Consider betting against a sequence of data in $[0,1]$, where one is allowed to make any bet that is fair if the data have a conditional mean $m_0 \in (0,1)$. Cover's universal portfolio algorithm delivers a worst-case regret of $O(\ln n)$ compared to the best constant bet in hindsight, and this bound is unimprovable against adversarially generated data. In this work, we present a novel mixture betting strategy that combines insights from Robbins and Cover, and exhibits a different behavior: it eventually produces a regret of $O(\ln \ln n)$ on \emph{almost} all paths (a measure-one set of paths if each conditional mean equals $m_0$ and intrinsic variance increases to $\infty$), but has an $O(\log n)$ regret on the complement (a measure zero set of paths). Our paper appears to be the first to point out the value in hedging two very different strategies to achieve a best-of-both-worlds adaptivity to stochastic data and protection against adversarial data. We contrast our results to those in~\cite{agrawal2025regret} for a sub-Gaussian mixture on unbounded data: their worst-case regret has to be unbounded, but a similar hedging delivers both an optimal betting growth-rate and an almost sure $\ln\ln n$ regret on stochastic data. Finally, our strategy witnesses a sharp game-theoretic upper law of the iterated logarithm, analogous to~\cite{shafer2005probability}.

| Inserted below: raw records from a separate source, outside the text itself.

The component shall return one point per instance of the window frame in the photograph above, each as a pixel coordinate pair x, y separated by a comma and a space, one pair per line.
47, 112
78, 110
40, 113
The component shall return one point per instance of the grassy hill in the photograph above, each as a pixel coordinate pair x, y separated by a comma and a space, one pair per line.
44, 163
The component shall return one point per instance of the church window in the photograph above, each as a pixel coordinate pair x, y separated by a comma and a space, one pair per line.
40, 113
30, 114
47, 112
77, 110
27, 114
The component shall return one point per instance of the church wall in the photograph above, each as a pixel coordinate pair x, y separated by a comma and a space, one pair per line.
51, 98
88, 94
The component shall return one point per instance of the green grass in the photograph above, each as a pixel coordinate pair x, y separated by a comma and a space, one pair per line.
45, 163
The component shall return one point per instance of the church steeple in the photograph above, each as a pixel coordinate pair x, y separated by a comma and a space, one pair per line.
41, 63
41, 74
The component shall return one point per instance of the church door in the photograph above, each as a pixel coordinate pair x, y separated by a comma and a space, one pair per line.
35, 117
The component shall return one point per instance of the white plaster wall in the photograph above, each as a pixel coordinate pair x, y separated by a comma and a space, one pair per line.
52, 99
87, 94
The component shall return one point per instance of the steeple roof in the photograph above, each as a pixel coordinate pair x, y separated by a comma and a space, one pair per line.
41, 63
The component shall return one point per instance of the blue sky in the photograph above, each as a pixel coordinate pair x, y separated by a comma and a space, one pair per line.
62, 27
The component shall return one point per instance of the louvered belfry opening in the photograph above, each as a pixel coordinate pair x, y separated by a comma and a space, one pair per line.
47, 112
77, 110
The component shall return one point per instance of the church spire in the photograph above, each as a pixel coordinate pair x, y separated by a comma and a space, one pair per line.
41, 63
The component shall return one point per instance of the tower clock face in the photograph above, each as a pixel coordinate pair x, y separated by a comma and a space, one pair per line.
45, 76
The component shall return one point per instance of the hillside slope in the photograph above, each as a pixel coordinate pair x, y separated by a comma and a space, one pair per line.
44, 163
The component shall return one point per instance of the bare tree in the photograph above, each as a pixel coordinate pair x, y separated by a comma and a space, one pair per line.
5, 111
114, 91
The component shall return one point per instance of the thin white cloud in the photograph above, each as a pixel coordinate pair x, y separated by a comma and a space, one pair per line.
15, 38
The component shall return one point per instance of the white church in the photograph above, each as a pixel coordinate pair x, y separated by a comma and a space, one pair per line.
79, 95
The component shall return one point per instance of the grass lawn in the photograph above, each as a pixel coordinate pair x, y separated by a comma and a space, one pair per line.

翻译：考虑对$[0,1]$中的数据序列进行下注，允许在数据条件均值$m_0 \in (0,1)$下进行任何公平下注。Cover通用投资组合算法相较于事后最优常数下注，能实现最坏情况下的$O(\ln n)$遗憾，且这一界对对抗性生成数据而言不可改进。本文提出一种融合Robbins与Cover思想的新型混合下注策略，展现出不同行为：在\emph{几乎}所有路径上（即每个条件均值等于$m_0$且内在方差趋于无穷时的测度为一的路径集），最终产生$O(\ln \ln n)$遗憾，而在其补集（测度为零的路径集）上则保持$O(\log n)$遗憾。本文首次指出，对冲两种截然不同的策略能实现“两全其美”的适应性——对随机数据的最优表现与对对抗性数据的保护。我们将结果与~\cite{agrawal2025regret}中对无界数据的次高斯混合策略进行对比：后者最坏情况遗憾必然无界，但相似的对冲策略既能实现最优下注增长率，又能在随机数据上达到几乎必然的$\ln\ln n$遗憾。最后，我们的策略验证了尖锐的博弈论迭代对数上律，与~\cite{shafer2005probability}中的结论类似。